Thursday, February 13, 2014

Safe friends

Throwback Thursday: theme
Big Ugly glasses
That's baby Josh and I am still wearing maternity clothes
A year later and I am thin again

Later..lost the perm but still have hideous glasses
What is a safe friend? One that an immuno-compromised individual doesn't have to worry about spreading contagion. As I am constantly exposed to young children, each in contact with a different pool of possible disease carriers, I can not be a safe friend though at the moment, I seem to be disease free.

Last night at our cooking class, there was a young woman whose young child has leukemia. The treatment is brutal: three years of chemo with one year left. Her toddler was diagnosed just as she gave birth to his sister..so nights in the hospital with a very ill child while trying to nurse a newborn. What hell! She said that if someone could predict this would happen to her family, she would say that it would be impossible to deal with that but deal she must. On top of it all, her husband is frequently gone for work. So his future looks bright but he is severely immuno-compromised. There is no visiting kid friendly places. The worst would be a hands-on-museum. There is no visiting kids, not even for the healthy little sister lest she get sick. The few times they are out in public, in places that kids would be rare, they are under strict orders not to touch anything so they sit stiff as sticks afraid to move. They do play outside. She comes from a place where polar vortices do not phase her. And all that bundling up keeps infections at bay as there is no hand to hand contact. But it is a lonely existence for both her and her children. They have a very short list of 'safe friends'. Hearing this, my favorite fellow student Hope, the woman with stage 4 BC and almost one year old twins, asked to be her safe friend as she too is immunocompromised due to being on brutal chemo right now. They live in the same community (as do most of our class, the same one as Shanna's..Leukemia Mom lives less than a mile from Shanna). Hope's babies haven't received any live vaccines as it would be too dangerous for her to care for them afterwards.

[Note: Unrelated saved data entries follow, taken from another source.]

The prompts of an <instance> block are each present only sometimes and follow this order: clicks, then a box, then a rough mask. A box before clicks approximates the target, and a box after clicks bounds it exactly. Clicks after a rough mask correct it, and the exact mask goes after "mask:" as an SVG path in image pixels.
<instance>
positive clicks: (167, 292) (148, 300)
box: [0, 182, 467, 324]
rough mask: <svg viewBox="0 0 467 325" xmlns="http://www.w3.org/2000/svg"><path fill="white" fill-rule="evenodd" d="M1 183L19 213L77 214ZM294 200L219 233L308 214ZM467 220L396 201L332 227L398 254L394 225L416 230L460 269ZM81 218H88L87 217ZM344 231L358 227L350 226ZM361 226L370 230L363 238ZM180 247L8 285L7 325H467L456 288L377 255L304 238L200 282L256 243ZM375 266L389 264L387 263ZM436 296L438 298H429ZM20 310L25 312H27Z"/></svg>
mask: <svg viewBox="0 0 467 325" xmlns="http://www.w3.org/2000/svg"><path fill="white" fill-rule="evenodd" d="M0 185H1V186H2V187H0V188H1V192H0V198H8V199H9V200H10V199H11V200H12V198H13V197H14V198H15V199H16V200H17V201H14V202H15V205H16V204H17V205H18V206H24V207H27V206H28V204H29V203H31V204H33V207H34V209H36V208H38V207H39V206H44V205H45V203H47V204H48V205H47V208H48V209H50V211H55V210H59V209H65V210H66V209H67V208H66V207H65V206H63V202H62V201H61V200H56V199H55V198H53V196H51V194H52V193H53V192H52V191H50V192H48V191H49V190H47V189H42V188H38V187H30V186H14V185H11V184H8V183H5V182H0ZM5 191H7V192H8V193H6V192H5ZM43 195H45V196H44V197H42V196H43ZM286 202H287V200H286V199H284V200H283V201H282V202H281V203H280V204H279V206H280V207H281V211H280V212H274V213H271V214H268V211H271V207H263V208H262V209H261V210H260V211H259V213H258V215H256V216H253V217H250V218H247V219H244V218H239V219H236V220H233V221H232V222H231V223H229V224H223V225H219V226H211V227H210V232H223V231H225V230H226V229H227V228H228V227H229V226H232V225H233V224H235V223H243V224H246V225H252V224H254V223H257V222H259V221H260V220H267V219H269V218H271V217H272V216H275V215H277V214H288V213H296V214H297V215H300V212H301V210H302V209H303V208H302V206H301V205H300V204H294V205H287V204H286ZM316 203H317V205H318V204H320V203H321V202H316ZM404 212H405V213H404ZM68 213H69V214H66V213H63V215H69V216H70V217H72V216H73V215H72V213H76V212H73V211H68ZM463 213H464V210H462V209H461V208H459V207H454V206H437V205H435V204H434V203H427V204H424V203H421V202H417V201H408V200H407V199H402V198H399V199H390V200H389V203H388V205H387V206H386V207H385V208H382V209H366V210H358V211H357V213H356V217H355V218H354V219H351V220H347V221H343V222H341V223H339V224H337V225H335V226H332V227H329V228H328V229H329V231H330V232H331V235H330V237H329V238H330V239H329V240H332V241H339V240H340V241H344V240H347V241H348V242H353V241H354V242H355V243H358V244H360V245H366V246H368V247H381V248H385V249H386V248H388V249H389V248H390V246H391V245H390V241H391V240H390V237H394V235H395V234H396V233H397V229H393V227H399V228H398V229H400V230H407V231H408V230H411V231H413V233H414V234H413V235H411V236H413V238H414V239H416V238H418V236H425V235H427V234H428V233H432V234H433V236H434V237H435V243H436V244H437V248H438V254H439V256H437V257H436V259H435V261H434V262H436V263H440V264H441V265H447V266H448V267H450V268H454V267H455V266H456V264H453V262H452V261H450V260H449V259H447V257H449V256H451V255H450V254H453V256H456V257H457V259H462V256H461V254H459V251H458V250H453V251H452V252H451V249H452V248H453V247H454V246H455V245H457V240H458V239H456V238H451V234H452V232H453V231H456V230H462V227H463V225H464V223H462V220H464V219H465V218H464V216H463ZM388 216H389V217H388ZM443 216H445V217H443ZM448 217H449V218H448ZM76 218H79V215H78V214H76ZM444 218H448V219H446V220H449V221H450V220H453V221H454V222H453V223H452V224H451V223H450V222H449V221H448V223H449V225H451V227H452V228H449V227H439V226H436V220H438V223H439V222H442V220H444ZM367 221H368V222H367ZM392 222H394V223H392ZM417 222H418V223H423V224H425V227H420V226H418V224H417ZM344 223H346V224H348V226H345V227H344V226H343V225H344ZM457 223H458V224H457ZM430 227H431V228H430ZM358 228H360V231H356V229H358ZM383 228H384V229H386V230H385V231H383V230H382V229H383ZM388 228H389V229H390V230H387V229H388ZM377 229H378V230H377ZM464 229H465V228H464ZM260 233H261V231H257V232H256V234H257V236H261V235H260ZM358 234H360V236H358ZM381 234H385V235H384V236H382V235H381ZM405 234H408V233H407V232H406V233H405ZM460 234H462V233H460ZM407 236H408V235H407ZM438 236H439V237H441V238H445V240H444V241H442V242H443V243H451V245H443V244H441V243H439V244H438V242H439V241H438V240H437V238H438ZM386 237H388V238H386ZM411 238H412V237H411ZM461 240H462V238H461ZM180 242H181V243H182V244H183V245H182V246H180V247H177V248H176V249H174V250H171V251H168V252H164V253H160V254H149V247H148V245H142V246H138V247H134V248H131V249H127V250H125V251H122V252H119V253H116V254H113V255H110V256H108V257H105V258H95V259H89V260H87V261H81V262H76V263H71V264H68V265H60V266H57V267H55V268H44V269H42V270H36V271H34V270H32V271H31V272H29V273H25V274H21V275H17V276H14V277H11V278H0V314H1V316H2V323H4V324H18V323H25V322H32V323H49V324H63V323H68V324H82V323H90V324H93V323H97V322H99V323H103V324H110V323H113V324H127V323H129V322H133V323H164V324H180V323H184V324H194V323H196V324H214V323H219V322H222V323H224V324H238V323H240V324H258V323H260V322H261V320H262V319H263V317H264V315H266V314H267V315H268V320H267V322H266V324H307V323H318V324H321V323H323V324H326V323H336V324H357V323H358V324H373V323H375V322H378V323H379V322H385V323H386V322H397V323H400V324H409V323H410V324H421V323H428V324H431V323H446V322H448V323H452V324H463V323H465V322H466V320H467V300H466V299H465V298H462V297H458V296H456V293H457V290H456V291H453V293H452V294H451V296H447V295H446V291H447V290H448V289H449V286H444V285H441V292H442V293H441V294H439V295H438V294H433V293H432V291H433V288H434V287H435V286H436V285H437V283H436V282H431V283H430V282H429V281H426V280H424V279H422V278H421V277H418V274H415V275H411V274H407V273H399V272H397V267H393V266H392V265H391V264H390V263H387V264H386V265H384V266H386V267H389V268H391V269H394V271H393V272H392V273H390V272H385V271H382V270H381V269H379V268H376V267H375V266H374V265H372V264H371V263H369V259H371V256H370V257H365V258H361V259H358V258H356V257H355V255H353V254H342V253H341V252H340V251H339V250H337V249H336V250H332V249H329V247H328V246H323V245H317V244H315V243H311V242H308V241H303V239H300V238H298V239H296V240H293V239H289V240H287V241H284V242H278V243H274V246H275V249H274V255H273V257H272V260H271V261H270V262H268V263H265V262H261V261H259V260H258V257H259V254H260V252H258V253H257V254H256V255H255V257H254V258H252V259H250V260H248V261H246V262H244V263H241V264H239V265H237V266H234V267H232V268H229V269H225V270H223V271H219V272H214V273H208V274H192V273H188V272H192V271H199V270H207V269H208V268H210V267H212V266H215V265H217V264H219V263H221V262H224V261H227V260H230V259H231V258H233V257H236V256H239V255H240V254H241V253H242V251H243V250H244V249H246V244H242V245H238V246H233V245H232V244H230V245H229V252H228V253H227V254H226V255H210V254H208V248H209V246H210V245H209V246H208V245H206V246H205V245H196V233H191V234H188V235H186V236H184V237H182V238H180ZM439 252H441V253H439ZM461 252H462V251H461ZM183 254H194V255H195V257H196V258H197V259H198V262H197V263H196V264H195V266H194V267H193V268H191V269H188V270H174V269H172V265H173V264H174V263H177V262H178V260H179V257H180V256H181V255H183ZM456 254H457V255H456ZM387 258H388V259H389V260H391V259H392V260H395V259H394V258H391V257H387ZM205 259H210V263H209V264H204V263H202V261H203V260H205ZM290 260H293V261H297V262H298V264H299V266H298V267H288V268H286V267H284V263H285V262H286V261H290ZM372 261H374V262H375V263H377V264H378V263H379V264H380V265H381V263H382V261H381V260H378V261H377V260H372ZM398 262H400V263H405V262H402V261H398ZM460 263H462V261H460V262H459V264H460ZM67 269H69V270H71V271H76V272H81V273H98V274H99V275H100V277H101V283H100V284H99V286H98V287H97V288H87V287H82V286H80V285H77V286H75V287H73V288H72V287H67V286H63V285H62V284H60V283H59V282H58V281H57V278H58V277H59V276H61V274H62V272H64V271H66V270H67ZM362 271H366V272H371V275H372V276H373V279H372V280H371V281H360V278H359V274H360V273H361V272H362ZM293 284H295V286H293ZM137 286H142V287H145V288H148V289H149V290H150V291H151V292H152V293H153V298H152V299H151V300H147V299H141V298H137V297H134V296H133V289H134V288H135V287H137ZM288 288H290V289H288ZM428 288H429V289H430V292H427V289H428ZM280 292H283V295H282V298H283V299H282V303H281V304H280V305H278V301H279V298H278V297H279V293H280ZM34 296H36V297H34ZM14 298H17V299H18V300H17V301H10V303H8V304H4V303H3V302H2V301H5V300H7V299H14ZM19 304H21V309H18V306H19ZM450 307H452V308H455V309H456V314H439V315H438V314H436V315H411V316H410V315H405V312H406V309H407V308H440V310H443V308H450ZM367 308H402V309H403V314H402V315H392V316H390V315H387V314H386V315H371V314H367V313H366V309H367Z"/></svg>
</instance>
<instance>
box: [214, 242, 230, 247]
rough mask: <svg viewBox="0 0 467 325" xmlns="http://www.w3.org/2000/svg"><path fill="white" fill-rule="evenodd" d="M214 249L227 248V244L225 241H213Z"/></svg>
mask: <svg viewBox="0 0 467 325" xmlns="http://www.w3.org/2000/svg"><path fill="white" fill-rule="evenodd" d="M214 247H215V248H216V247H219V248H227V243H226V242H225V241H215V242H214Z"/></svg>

What crap people have to deal with! But they seem to do it cheerfully and gracefully.

Hope has a break coming up in her chemo. On top of her bucket list is to swim with dolphins which she will do in a few weeks though I can't think of a worse activity for those with weak immune systems (dolphin pen full of dolphin poop..third world sewage system exiting into the nearby ocean). I will lend her my underwater camera to document this. She is excited and I will get to meet her precious twins.

The theme of our class was alternative sugars. Presumably sugars are especially bad news for cancer patients as cancer cells feed on them even more than normal cells. Evidence for this is that metformin, an anti-diabetic drug, lowers glucose levels and seems to stunt cancer growth (especially in TNBC). But fake sugars are bad and most of us love sugar. So the trick is to use sugars that deliver a lot of taste per gram so less is used. So low fat, low sugar caramel corn, blonde brownies made with apples, chocolate brownies made with excess of cocoa, little sugar and no fat and a tasty granola made from chia seeds, hemp seeds, cranberries, lemon and ginger.

Yesterday we had a low of minus 20. We went for a few years without the temperature dipping below zero and now almost every day is. But it is warming up just in time for Steve and me to leave.